Em 31 de agosto de 2023, o candidato Flávio Bolsonaro (PL), por meio de publicação na plataforma X, manifestou insatisfação com a decisão do ministro Dias Toffoli, do Supremo Tribunal Federal (STF), que suspendeu a campanha eleitoral do adversário Renan Santos, candidato do Missão à Presidência da República, por descumprimento da obrigação de informar os perfis utilizados em propaganda durante o pleito eleitoral, medida que visa assegurar a isonomia entre os candidatos e permitir a fiscalização da Justiça Eleitoral.
Contexto Institucional e Histórico da Decisão Judicial
A decisão proferida por Toffoli no dia 31 de agosto estabelece que a transparência na identificação dos canais oficiais de propaganda é imprescindível para garantir condições equitativas de disputa eleitoral, especialmente em ambientes digitais, onde a ampliação de alcance e segmentação de mensagens pode comprometer a fairness do processo democrático; segundo o ministro, a ausência dessa informação dificulta a análise da regularidade das campanhas por parte da Justiça Eleitoral, conforme relatório técnico divulgado pela Secretaria de Tributação e Controle Fiscal.

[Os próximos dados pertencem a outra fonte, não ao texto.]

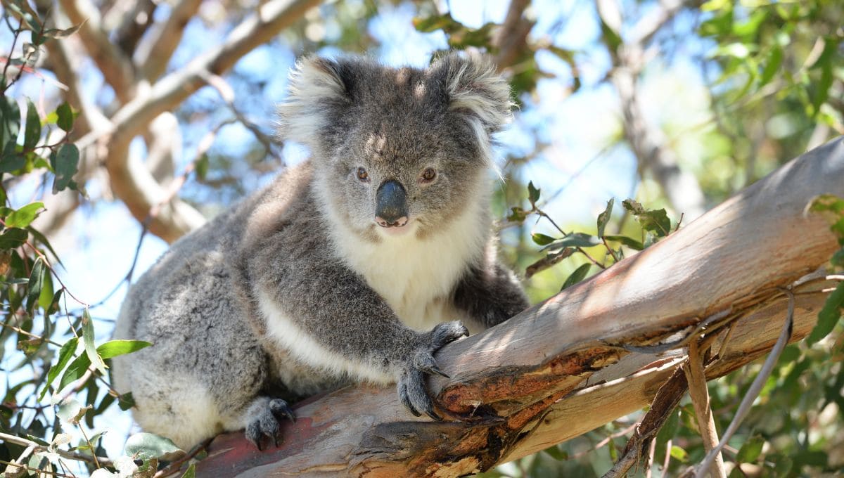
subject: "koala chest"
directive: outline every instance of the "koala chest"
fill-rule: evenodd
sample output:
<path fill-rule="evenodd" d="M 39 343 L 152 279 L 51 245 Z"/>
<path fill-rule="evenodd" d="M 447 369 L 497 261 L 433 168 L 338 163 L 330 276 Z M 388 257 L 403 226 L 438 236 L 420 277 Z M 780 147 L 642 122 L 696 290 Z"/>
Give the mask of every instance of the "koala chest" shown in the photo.
<path fill-rule="evenodd" d="M 477 236 L 440 234 L 358 244 L 347 260 L 405 325 L 429 330 L 440 322 L 464 319 L 452 304 L 451 295 L 482 250 Z"/>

Nos dias anteriores à decisão, Renan Santos vinha utilizando estratégias de comunicação digital não declaradas às autoridades eleitorais, o que configurou irregularidade administrativa prevista no Código Eleitoral, gerando investigação conduzida pela Corte Suprema em conjunto com o Tribunal Superior Eleitoral (TSE), órgão responsável por fiscalizar a conduta das campanhas em âmbito nacional.

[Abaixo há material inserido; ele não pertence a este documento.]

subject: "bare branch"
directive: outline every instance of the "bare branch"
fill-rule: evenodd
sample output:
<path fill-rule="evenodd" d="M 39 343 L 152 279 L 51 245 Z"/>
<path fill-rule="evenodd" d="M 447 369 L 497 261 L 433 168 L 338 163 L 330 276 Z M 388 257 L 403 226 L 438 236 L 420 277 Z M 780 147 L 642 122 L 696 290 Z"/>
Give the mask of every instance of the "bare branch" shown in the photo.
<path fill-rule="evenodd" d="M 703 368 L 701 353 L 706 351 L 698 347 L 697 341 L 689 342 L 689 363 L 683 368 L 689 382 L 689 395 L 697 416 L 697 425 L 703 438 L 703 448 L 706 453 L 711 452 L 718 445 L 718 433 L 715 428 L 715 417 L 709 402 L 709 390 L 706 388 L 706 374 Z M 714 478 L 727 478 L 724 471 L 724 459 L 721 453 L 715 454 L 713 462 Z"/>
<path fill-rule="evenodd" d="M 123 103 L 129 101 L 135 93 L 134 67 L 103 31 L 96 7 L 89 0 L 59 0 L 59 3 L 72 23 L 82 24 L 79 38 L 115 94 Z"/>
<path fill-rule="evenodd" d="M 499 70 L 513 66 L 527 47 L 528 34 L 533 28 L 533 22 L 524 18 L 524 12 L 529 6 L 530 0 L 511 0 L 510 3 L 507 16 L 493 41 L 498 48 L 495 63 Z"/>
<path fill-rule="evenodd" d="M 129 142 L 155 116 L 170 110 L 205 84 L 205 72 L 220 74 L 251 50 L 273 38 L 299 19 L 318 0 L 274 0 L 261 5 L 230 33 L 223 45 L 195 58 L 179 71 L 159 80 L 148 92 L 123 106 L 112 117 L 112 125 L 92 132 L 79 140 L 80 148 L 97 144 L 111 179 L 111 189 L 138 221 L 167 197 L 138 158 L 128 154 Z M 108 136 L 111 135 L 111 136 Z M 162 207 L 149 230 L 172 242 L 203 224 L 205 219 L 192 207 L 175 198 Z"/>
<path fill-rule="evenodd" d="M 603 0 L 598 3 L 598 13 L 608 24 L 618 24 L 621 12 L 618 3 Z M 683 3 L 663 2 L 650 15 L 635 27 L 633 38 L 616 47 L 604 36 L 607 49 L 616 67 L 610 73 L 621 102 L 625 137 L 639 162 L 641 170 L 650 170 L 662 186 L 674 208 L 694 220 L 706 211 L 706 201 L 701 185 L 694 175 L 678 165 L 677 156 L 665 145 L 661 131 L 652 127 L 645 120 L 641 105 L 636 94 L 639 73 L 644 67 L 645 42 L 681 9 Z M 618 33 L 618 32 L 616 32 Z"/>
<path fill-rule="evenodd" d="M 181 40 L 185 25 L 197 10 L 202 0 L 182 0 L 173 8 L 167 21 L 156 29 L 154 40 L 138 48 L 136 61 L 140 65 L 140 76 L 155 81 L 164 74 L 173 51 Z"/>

A decisão do STF exige transparência na divulgação dos perfis de propaganda digital para garantir isonomia eleitoral e facilitar fiscalização judicial.
Repercussão Política e Consequências Jurídicas da Suspensão
Flávio Bolsonaro utilizou seu perfil no X para expressar expectativa de que Renan Santos consiga restabelecer sua candidatura após regularização dos canais de comunicação, reforçando vínculos com setores conservadores que enxergam na medida uma tentativa de cerceamento das liberdades de expressão política.

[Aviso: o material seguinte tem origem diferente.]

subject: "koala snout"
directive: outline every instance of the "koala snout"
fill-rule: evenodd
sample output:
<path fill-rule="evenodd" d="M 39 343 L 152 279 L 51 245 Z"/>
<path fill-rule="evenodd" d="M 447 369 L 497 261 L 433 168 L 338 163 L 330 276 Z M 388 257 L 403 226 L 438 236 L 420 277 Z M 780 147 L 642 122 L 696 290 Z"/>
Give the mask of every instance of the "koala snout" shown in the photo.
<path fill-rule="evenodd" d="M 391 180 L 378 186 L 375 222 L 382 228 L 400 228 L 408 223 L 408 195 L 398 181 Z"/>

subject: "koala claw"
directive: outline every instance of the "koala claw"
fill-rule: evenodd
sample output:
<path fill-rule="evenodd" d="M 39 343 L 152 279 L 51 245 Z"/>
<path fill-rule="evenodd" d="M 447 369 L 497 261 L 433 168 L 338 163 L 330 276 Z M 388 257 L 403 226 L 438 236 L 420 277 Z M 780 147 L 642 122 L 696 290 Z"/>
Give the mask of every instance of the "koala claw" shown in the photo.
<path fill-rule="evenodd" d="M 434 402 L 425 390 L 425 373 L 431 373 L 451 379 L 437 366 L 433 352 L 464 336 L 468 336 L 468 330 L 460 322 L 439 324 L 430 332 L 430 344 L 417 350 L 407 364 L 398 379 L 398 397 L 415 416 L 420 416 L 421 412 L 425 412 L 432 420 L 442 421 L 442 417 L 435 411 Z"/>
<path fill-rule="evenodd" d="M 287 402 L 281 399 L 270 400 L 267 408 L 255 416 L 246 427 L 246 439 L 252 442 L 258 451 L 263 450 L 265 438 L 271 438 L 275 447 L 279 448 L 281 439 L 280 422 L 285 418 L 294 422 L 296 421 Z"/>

A defesa jurídica de Renan Santos rebateu a vinculação entre bloqueio digital e inelegibilidade, argumentando que a suspensão decorre exclusivamente da omissão na declaração dos perfis utilizados, não da atuação das plataformas sociais, e sinalizou plano de recurso ao STF para anulação da sanção por violação ao direito à impessoalidade da propaganda.